Ikrimah studied under Ibn Abbas for an extended period, benefiting from the most authoritative source of tafsir knowledge available to the Muslim community. He was so devoted a student that Ibn Abbas reportedly said of him: "I taught Ikrimah the entire Quran and all of my knowledge." This comprehensive transmission meant that Ikrimah became the primary channel through which Ibn Abbas's tafsir opinions reached later generations. His commentary opinions are among the most frequently cited Tabiin views in the classical tafsir literature of at-Tabari, Ibn Abi Hatim, and Ibn Kathir.
Ikrimah was also an indefatigable traveler, carrying his knowledge from Egypt to North Africa, from Iraq to the Levant and Khorasan, spreading the interpretive tradition of Ibn Abbas across the entire Muslim world.

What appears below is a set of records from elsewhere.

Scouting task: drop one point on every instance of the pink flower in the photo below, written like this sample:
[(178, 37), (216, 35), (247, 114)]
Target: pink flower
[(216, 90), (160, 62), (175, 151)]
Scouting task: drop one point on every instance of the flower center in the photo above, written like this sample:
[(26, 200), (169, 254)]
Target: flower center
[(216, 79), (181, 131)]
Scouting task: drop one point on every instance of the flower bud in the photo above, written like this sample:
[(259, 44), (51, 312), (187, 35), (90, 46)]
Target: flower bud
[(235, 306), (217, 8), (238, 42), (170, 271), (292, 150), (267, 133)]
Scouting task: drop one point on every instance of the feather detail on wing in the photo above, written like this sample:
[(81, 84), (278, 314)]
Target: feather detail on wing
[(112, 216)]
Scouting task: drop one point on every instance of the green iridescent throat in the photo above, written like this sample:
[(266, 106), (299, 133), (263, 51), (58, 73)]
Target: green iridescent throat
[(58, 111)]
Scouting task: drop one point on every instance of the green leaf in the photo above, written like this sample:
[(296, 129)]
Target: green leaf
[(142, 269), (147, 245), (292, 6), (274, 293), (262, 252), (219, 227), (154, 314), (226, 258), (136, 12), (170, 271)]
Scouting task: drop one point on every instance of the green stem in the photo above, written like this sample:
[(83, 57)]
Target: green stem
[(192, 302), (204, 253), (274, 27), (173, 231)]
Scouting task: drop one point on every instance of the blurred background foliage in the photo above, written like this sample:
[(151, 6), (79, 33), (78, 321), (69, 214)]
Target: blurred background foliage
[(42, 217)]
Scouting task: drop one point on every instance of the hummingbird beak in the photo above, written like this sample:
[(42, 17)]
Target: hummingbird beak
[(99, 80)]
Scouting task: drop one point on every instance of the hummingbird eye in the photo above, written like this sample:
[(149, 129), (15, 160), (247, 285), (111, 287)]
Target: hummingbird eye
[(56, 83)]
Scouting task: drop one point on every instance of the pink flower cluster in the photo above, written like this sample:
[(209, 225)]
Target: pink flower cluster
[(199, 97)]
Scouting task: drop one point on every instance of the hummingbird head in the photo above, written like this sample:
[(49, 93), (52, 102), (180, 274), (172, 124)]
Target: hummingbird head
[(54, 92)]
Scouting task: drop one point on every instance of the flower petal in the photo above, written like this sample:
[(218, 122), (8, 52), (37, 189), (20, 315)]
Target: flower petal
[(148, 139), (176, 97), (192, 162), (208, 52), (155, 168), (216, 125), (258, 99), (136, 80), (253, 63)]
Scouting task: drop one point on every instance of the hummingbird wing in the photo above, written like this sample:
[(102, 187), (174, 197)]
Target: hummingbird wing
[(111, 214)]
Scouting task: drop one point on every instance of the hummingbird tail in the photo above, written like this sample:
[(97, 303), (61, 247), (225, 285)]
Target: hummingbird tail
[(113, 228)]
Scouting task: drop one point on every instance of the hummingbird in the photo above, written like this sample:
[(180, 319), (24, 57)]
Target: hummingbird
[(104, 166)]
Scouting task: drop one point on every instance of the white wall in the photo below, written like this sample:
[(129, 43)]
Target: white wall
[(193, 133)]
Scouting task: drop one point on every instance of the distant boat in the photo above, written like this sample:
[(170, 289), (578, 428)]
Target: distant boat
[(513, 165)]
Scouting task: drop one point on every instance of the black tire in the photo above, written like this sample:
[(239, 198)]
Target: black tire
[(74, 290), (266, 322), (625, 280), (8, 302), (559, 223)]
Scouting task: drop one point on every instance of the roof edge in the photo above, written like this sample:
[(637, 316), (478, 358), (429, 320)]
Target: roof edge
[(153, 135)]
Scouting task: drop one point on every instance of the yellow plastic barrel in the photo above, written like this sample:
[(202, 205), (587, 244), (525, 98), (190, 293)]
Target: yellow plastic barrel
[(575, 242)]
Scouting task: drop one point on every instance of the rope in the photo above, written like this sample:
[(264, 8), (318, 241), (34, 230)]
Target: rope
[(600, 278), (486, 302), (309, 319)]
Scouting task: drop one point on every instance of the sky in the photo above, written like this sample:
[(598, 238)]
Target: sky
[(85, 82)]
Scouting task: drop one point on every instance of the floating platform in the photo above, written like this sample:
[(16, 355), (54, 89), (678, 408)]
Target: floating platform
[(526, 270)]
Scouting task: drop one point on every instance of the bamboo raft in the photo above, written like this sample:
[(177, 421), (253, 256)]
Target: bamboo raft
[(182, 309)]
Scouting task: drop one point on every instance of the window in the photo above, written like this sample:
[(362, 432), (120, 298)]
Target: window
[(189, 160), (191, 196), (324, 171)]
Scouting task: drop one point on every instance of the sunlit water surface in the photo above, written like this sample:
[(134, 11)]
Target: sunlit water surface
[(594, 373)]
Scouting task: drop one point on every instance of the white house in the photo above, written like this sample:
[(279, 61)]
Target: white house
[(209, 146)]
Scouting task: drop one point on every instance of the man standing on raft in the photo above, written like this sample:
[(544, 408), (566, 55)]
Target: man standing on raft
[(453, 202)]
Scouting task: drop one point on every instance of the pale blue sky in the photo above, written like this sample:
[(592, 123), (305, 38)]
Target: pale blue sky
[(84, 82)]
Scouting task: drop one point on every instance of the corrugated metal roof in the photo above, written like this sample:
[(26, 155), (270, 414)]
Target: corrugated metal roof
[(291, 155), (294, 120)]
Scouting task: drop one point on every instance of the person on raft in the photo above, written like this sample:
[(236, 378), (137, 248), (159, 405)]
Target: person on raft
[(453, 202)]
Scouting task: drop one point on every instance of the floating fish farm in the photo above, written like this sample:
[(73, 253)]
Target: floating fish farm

This extensive travel meant that his tafsir knowledge became widely disseminated in regions that might not otherwise have had access to the Meccan tradition of Quranic interpretation.
However, some hadith scholars, most notably Imam Malik ibn Anas, expressed reservations about certain of his narrations, with Malik reportedly instructing his household not to transmit from Ikrimah in the hadith domain. Al-Bukhari, by contrast, accepted him as reliable and included his narrations in his Sahih. This scholarly difference of opinion about his hadith transmission is distinct from the broad acceptance of his tafsir authority, which was virtually universal. He died in Medina in approximately 105 AH (723 CE), leaving behind a tafsir legacy that permeates the entire classical Quranic commentary tradition.